De entre sua respeitável produção bibliográfica, que avança pelos campos do Direito Internacional Privado, o Direito Privado e o Direito Comparado, pode-se mencionar a recente publicação do mais completo estudo comparatístico da responsabilidade civil da indústria do tabaco. Ele pesquisou as legislações e a jurisprudência dos Estados Unidos da América (envolvendo também diversos entes da federação norte-americana), da Alemanha, de França, da Itália, da Espanha, da União Europeia e do Brasil. Nesse artigo, publicado em 2013, Dário Moura Vicente oferece alguns dados de enorme interesse para a jurisprudência brasileira, a saber:[4] (a) “a imputação destes danos [decorrentes do fumo] às tabaqueiras com fundamento na violação de obrigações contratuais é recusada na maior parte desses sistemas jurídicos”; (b) “a jurisprudência dos tribunais de um vasto número de países tende a considerar que não se encontram preenchidos os pressupostos da responsabilidade pela violação de deveres de informação ou pela prestação de informações falsas(...)”; (c) “mesmo que esses pressupostos se encontrem preenchidos, essa responsabilidade é, ainda assim, excluída em vários sistemas jurídicos pela conduta da vítima, em virtude da aceitação voluntária dos riscos inerentes aos produtos do tabaco ou da censurabilidade dessa conduta”.[5]
É de autoria de Dário Moura Vicente a melhor obra contemporânea sobre o Direito Comparado em língua portuguesa (e não apenas nesse idioma), cuja terceira edição acaba de se publicar em Coimbra, pela Editora Coimbra, no ano de 2013. O livro Direito Comparado, volume primeiro, apresenta ao leitor uma visão abrangente, moderna e completa do Direito Comparado, analisando sua natureza científica, o problema de sua autonomia epistemológica, o estado da arte da questão das famílias, das tradições e dos grupos jurídicos, além de trazer informações atualizadas sobre os ordenamentos jurídicos internos dos mais variegados países do mundo.
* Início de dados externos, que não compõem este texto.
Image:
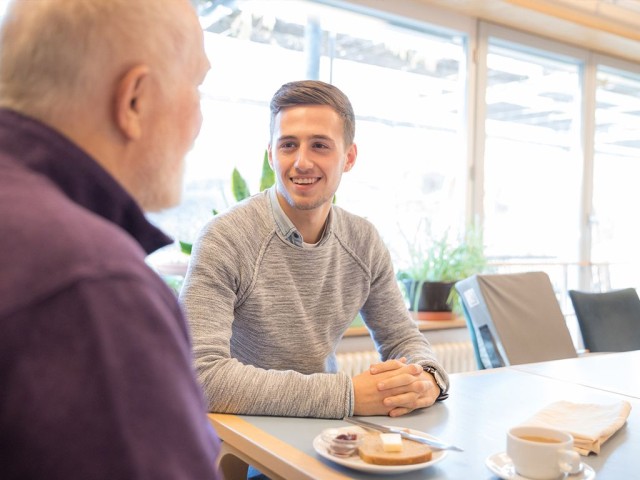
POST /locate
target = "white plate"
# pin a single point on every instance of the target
(501, 465)
(357, 463)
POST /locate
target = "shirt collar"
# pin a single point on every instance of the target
(47, 152)
(286, 227)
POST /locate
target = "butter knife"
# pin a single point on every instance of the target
(409, 436)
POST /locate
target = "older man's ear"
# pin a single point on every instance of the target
(132, 93)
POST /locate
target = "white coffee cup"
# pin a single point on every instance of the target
(542, 453)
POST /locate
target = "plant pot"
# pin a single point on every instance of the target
(432, 296)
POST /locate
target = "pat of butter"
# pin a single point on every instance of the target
(391, 442)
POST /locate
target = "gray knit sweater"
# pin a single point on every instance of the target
(266, 315)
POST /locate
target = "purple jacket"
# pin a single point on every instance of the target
(96, 377)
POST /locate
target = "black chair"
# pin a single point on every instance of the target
(609, 321)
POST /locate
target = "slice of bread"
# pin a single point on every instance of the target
(371, 451)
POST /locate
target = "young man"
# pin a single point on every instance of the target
(99, 104)
(274, 283)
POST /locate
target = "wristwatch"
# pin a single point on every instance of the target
(439, 381)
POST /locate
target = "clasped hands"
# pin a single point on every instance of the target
(393, 388)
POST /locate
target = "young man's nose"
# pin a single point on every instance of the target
(303, 161)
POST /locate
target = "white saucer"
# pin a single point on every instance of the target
(500, 464)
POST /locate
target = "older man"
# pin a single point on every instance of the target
(99, 104)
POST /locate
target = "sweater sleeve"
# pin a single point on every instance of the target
(393, 330)
(220, 277)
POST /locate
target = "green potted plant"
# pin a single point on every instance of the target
(435, 265)
(240, 190)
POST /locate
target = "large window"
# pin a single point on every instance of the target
(536, 140)
(407, 84)
(532, 152)
(614, 228)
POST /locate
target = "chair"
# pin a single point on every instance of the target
(609, 321)
(514, 319)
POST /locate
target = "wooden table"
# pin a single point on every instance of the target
(482, 406)
(612, 372)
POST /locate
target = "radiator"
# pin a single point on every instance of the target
(455, 357)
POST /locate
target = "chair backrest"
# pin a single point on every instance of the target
(609, 321)
(514, 319)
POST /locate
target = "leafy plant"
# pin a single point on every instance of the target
(441, 259)
(444, 259)
(240, 191)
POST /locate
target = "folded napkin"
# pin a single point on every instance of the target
(590, 424)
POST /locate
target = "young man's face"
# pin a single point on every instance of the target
(308, 154)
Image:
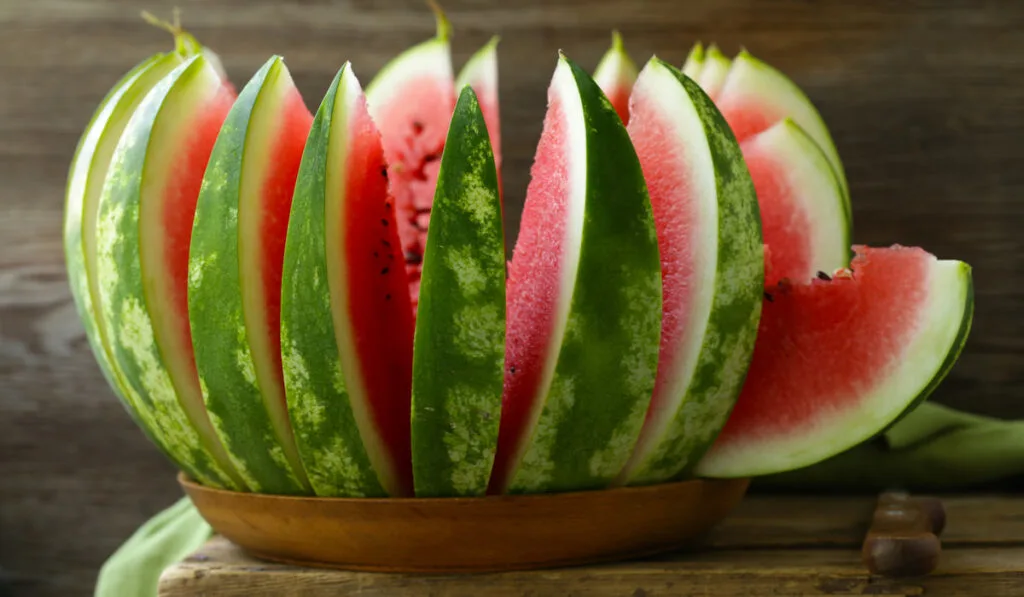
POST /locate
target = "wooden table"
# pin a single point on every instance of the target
(772, 545)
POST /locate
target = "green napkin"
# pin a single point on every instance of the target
(933, 448)
(167, 538)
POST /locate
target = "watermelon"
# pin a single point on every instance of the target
(142, 218)
(411, 99)
(803, 212)
(584, 314)
(459, 356)
(710, 242)
(235, 271)
(615, 75)
(838, 359)
(345, 320)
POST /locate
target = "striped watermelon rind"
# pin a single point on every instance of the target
(255, 431)
(459, 354)
(595, 400)
(730, 309)
(164, 113)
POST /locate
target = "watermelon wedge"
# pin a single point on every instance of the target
(710, 242)
(411, 99)
(480, 73)
(142, 221)
(755, 96)
(803, 213)
(459, 358)
(838, 360)
(584, 315)
(346, 322)
(235, 269)
(615, 75)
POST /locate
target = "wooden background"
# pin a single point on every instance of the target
(925, 99)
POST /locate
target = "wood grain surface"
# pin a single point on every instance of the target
(771, 546)
(925, 99)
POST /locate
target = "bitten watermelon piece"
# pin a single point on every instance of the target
(346, 322)
(838, 360)
(803, 212)
(411, 99)
(615, 75)
(235, 269)
(142, 220)
(459, 359)
(584, 314)
(710, 242)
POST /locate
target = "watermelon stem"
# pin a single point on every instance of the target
(184, 43)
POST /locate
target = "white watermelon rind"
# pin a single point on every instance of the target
(727, 304)
(938, 340)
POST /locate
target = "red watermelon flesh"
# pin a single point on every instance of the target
(803, 213)
(540, 259)
(837, 360)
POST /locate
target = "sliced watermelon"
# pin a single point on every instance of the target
(755, 96)
(712, 268)
(346, 322)
(411, 99)
(584, 314)
(480, 73)
(142, 218)
(459, 359)
(615, 75)
(235, 270)
(838, 360)
(803, 213)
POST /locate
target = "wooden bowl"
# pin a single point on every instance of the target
(467, 535)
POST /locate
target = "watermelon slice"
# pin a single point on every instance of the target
(803, 213)
(459, 359)
(755, 96)
(615, 75)
(235, 270)
(411, 99)
(839, 360)
(712, 266)
(143, 218)
(584, 315)
(346, 323)
(480, 73)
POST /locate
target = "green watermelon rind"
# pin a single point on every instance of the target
(806, 167)
(594, 407)
(940, 338)
(120, 280)
(763, 80)
(730, 325)
(327, 432)
(238, 408)
(459, 351)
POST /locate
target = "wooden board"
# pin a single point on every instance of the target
(923, 97)
(771, 546)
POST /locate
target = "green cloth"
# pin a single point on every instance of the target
(167, 538)
(933, 448)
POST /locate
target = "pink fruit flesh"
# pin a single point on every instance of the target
(379, 309)
(532, 289)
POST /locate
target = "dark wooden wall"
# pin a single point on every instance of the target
(925, 99)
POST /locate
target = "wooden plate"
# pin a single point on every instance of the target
(467, 535)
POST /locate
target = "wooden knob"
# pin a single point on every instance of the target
(903, 539)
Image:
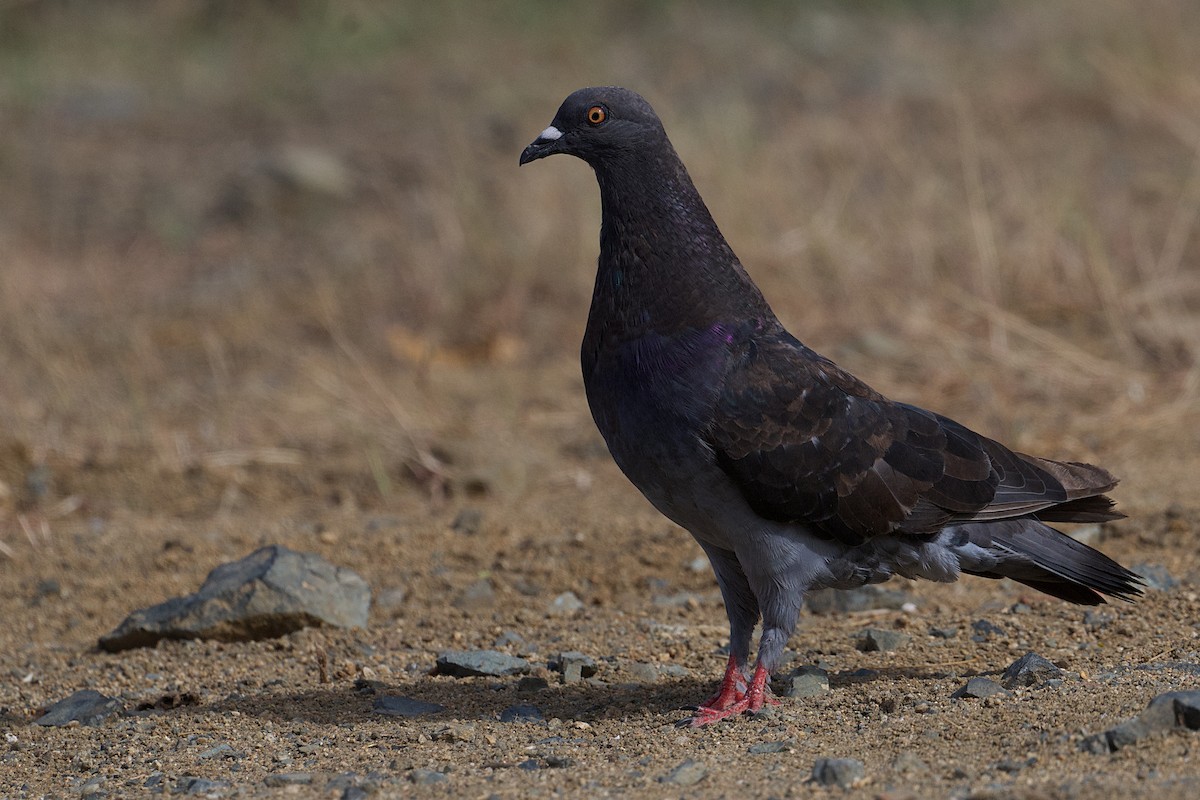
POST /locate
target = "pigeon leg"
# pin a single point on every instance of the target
(742, 608)
(736, 696)
(731, 691)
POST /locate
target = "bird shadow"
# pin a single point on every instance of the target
(487, 698)
(468, 699)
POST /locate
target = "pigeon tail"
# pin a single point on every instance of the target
(1036, 554)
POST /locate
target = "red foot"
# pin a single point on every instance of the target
(735, 697)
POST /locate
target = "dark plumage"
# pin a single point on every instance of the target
(791, 473)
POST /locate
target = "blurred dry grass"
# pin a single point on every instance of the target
(235, 230)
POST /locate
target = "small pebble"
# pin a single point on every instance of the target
(522, 713)
(807, 681)
(403, 707)
(424, 777)
(1029, 671)
(875, 639)
(984, 630)
(978, 687)
(688, 773)
(467, 663)
(843, 773)
(565, 605)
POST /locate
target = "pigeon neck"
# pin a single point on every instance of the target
(664, 263)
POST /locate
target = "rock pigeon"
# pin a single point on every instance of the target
(789, 471)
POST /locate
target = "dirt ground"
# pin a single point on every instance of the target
(366, 348)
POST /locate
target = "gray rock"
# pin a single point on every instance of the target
(424, 777)
(909, 763)
(532, 684)
(574, 666)
(508, 638)
(469, 663)
(688, 773)
(192, 785)
(467, 522)
(984, 630)
(522, 713)
(843, 773)
(1169, 711)
(879, 639)
(405, 707)
(1156, 576)
(565, 605)
(642, 672)
(807, 681)
(979, 687)
(87, 707)
(270, 593)
(833, 601)
(478, 596)
(1030, 669)
(225, 750)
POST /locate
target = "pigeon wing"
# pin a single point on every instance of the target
(807, 441)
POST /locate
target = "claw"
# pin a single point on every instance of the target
(735, 697)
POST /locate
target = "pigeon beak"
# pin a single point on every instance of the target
(546, 144)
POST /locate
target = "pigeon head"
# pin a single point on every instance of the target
(598, 125)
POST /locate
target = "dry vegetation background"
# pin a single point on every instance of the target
(269, 270)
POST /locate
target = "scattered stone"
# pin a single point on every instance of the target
(1156, 576)
(469, 663)
(531, 684)
(807, 681)
(403, 707)
(843, 773)
(979, 689)
(1030, 669)
(984, 631)
(467, 522)
(877, 639)
(574, 666)
(642, 672)
(834, 601)
(565, 603)
(192, 785)
(225, 750)
(1169, 711)
(270, 593)
(478, 596)
(391, 599)
(455, 732)
(424, 777)
(508, 638)
(522, 713)
(909, 763)
(688, 773)
(87, 707)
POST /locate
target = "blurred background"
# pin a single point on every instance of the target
(267, 252)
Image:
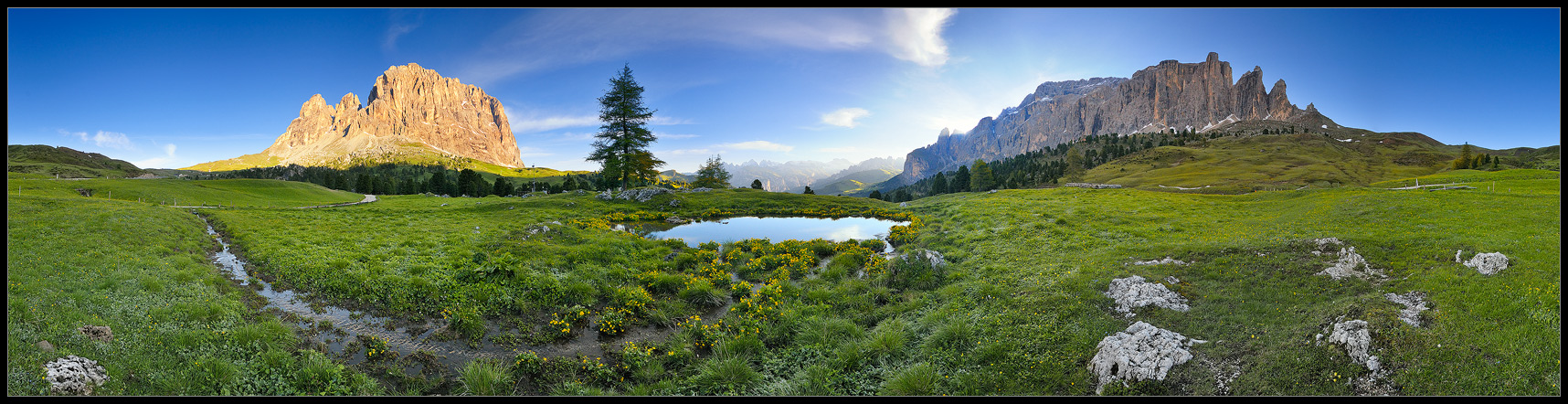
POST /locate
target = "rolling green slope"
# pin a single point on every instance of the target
(65, 162)
(187, 193)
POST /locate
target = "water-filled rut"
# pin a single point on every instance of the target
(405, 338)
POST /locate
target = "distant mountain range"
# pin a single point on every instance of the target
(1162, 98)
(413, 116)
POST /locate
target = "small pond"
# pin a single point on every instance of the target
(775, 229)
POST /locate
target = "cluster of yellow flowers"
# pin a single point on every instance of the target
(375, 346)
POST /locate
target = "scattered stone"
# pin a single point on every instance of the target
(1137, 355)
(1351, 265)
(924, 256)
(1414, 303)
(98, 333)
(1489, 261)
(1160, 261)
(74, 377)
(1357, 337)
(1134, 292)
(1092, 186)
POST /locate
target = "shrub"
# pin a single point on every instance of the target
(725, 377)
(915, 381)
(485, 377)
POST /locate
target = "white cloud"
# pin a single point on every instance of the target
(551, 122)
(532, 153)
(689, 153)
(166, 160)
(764, 146)
(558, 37)
(104, 138)
(844, 116)
(916, 35)
(847, 149)
(398, 28)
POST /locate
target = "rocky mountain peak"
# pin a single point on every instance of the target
(407, 105)
(1167, 96)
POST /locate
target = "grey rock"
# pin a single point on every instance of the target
(1414, 303)
(1351, 265)
(1139, 353)
(74, 377)
(1357, 338)
(1134, 292)
(1489, 261)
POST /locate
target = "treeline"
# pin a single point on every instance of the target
(416, 179)
(1044, 166)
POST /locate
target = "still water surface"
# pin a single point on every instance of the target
(775, 229)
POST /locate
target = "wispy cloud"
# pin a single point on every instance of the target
(557, 37)
(397, 27)
(551, 122)
(689, 153)
(525, 151)
(764, 146)
(102, 138)
(844, 116)
(916, 35)
(166, 160)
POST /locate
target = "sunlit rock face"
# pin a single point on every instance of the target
(1171, 94)
(408, 107)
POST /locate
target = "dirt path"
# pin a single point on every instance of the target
(369, 197)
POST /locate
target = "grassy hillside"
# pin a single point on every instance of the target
(1043, 259)
(187, 193)
(65, 162)
(179, 327)
(855, 182)
(1018, 309)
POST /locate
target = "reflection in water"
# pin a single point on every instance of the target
(777, 229)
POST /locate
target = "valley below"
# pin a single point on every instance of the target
(1012, 292)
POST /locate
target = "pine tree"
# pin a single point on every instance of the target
(960, 180)
(621, 146)
(712, 175)
(1465, 158)
(982, 179)
(939, 186)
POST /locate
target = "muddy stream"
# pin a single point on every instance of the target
(402, 335)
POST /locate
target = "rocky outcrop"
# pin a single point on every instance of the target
(1357, 338)
(1140, 353)
(1487, 261)
(74, 377)
(408, 105)
(1134, 292)
(1171, 94)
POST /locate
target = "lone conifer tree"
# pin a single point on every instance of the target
(621, 146)
(712, 175)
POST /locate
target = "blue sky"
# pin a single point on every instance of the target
(170, 88)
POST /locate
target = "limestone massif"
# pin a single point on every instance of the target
(1167, 96)
(408, 107)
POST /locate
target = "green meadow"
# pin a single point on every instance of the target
(1018, 307)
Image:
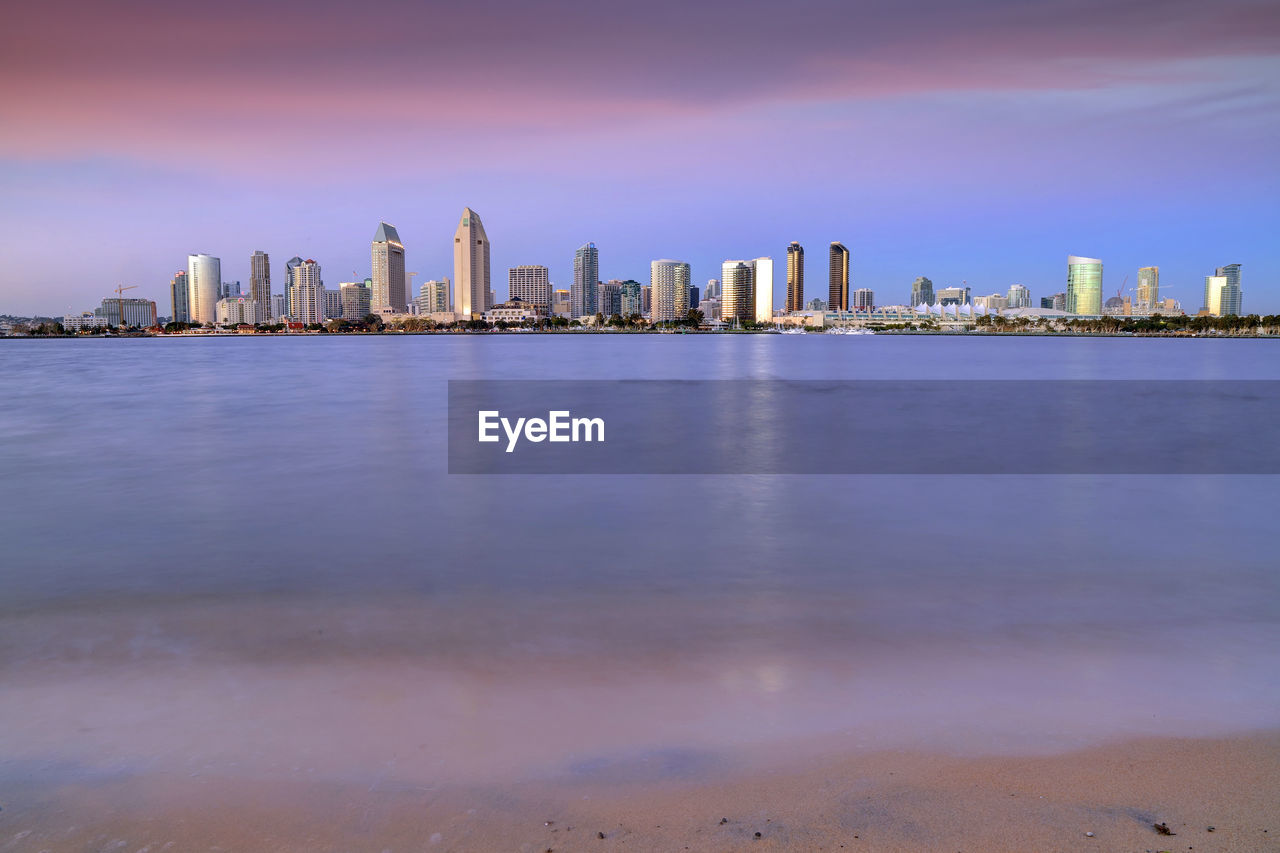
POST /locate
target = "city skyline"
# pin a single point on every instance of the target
(931, 140)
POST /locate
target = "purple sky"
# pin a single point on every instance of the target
(977, 142)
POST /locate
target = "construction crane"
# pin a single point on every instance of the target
(119, 299)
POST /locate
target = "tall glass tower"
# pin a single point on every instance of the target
(586, 281)
(1083, 284)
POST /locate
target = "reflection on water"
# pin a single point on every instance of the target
(245, 556)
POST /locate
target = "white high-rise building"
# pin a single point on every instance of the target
(530, 283)
(668, 290)
(471, 281)
(586, 281)
(306, 293)
(737, 291)
(763, 290)
(204, 283)
(388, 264)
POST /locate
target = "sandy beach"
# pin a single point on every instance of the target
(887, 801)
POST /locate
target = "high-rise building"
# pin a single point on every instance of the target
(306, 293)
(608, 300)
(531, 284)
(179, 299)
(737, 291)
(668, 288)
(1230, 301)
(837, 287)
(388, 263)
(434, 296)
(561, 304)
(204, 281)
(795, 277)
(1083, 286)
(586, 279)
(763, 268)
(630, 299)
(260, 283)
(1148, 290)
(922, 292)
(471, 282)
(356, 301)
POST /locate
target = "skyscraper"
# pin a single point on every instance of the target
(530, 283)
(1232, 296)
(1083, 284)
(668, 282)
(260, 282)
(1148, 288)
(388, 264)
(179, 299)
(306, 293)
(922, 292)
(737, 291)
(795, 277)
(471, 281)
(204, 282)
(586, 281)
(837, 288)
(763, 268)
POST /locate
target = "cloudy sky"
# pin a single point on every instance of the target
(978, 142)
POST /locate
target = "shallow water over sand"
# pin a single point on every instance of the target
(245, 556)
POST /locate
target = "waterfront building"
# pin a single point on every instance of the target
(179, 299)
(513, 310)
(1148, 288)
(795, 278)
(954, 296)
(629, 299)
(586, 279)
(763, 287)
(922, 291)
(433, 297)
(837, 284)
(387, 256)
(471, 282)
(1229, 299)
(260, 283)
(306, 293)
(561, 304)
(356, 300)
(132, 313)
(668, 290)
(608, 300)
(204, 282)
(237, 310)
(737, 291)
(1083, 286)
(531, 284)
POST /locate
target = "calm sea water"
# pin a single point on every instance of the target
(246, 556)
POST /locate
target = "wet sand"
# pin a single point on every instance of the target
(885, 801)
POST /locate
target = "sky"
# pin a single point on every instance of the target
(977, 142)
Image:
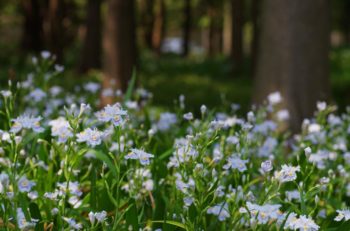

Da Ásia à África, da América à Europa e Oceania, o Direito Comparado deve Dário Moura Vicente impressiona pela profusão de informações e pelo vasto conhecimento do autor sobre as peculiaridades de cada sistema ou grupo de direitos, como o europeu, o indiano e o árabe. O autor cita modificações legislativas, novas interpretações jurisprudenciais e obras publicadas, em diversos idiomas, que foram editadas, publicadas ou baixadas até ao final de 2013.
Para quem deseja inteirar-se do estado da arte do Direito Comparado, sem renunciar aos conceitos clássicos de obras como as de René David, mas que se encontram comprometidas pela desatualização, a leitura do livro de Dário Moura Vicente é mandatória. Para os lusófonos, chega a ser um orgulho encontrar um texto de tal rigor metodológico, atualidade e abrangência em língua portuguesa, fazendo-o equiparável a estudos magnos da comparatística internacional.
O Direito Comparado deverá encontrar no século XXI um grau incomparável de florescimento e de difusão. A queda das barreiras físicas, intelectuais e comerciais gerada pela formação de blocos econômico-político-jurídicos, a revolução das novas tecnologias, as facilidades de transporte internacional e o compartilhamento de conhecimentos em novas plataformas encontram-se na raiz desse processo de fortalecimento do Direito Comparado. O sonho dos pioneiros dos séculos XVIII e XIX tem grandes possibilidades de se converter em realidade. O principal risco está na perda dos referências metodológicos e na incompreensão do que realmente seja fazer um estudo de Direito Comparado.